CONTROL ALGORITHM OF TWO-CHANNEL FUZZY CONTROLLER FOR HEAT-ENERGY OBJECTS
Keywords:Fuzzy logic, Nonstationarity, Delay, Transport delay, Stability margin, Control system
Background. The reasons of control systems poor operation of complex heat and power control objects operating in changeable modes are analyzed. The peculiarity of the direct-flow steam boiler as a control object is the limited ability to conduct experimental research for identification. The incompleteness of the mathematical description does not allow fully formalizing the object for reliable design of automation systems. The temperature control circuits of the direct-flow boiler are characterized by high accumulation capacity, time delay, nonlinearity of dynamic characteristics, mutual influence of control circuits, which makes it actual to develop new control algorithms to improve the efficiency of existing control systems.
Objective. The purpose is to obtain an algorithm of the control system that is insensitive to the uncertainty of the object parameters, that considers the presence of time delay through reference and disturbance channels and guarantees the given quality of regulation in changeable modes.
Methods. Peculiarities of dynamic characteristics of multicapacity objects with time delays are considered. A new approach to the synthesis of fuzzy control systems is described, which addrress the adverse properties of thermal power objects, based on the experience of the operation of these facilities. Computer simulation of the synthesized control system was carried out.

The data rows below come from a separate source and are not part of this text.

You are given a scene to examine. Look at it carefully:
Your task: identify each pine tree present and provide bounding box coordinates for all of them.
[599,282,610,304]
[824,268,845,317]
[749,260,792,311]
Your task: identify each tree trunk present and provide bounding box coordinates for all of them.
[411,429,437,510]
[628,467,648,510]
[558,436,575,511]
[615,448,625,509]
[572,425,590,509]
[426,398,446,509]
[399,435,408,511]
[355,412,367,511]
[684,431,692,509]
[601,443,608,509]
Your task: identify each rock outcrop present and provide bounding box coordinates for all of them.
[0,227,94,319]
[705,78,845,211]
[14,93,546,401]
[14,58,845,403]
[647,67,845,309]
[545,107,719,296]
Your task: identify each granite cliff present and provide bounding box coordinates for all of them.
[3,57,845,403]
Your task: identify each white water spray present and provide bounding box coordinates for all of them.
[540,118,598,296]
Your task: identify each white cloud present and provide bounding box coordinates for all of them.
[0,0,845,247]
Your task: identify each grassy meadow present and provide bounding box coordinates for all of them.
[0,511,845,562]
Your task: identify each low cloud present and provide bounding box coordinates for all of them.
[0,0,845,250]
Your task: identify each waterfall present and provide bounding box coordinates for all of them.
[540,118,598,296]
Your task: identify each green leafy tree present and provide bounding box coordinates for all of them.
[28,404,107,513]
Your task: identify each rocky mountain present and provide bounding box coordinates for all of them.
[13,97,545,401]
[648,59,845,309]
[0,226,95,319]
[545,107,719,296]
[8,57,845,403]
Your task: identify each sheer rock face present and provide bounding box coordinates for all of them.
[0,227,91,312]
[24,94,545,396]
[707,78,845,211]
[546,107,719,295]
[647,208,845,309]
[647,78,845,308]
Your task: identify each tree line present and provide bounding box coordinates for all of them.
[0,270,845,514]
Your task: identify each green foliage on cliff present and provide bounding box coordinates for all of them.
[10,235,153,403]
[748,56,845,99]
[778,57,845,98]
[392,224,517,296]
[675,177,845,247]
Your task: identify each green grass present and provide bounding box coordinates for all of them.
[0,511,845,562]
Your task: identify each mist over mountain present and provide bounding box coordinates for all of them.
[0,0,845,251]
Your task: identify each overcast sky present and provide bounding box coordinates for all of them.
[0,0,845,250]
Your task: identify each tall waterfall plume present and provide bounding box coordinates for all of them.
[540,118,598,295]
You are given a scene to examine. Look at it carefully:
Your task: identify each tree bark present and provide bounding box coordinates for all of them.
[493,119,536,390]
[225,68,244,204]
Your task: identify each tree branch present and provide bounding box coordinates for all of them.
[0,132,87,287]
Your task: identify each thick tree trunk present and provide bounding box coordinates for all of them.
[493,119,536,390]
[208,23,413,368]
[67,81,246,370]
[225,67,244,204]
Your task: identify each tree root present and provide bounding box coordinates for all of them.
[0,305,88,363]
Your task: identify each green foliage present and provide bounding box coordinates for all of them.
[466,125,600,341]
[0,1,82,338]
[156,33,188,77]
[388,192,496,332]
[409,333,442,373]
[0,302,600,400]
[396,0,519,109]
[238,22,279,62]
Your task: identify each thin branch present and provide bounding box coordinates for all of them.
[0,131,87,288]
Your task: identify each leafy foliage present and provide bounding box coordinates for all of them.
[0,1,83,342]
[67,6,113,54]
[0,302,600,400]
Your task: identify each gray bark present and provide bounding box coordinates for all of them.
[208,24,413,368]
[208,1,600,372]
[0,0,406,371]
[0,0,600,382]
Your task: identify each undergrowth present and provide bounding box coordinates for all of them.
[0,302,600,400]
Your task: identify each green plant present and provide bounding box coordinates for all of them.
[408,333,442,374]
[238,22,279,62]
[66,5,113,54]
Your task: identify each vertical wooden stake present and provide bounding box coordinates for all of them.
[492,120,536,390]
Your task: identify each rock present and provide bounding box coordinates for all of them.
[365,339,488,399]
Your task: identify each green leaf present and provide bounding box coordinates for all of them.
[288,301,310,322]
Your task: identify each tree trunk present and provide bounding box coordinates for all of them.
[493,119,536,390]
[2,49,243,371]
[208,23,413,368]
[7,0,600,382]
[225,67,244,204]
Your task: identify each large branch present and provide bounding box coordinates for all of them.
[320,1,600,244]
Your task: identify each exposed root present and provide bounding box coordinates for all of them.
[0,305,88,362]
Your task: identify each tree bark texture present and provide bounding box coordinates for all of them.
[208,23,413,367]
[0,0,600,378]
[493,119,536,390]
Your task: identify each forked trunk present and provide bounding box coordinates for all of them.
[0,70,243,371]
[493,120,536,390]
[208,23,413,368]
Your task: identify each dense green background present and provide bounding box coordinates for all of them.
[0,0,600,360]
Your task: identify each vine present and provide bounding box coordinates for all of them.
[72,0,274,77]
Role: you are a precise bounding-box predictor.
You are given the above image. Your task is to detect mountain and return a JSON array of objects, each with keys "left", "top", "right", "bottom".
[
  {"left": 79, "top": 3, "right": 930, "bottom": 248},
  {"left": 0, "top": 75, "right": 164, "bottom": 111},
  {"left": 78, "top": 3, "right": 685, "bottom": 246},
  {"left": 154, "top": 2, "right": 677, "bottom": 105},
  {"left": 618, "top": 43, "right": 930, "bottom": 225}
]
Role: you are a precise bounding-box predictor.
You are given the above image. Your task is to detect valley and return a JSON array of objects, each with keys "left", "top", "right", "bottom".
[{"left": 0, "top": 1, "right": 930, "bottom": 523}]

Results. Computer modeling confirms the rightfulness and feasibility of the proposed control algorithm. The two-channel structure of the fuzz-controller allows implementing a control method close to optimal in manual control by an experienced operator.Conclusions. With the availability of two parallel channels, the tasks for providing given quality of control system and its stability margin are delimited. The described structure of a two-channel fuzz-controller can be used to minimize the dynamic error in the initial stage of the transition process and reduce the oscillation at the final stage.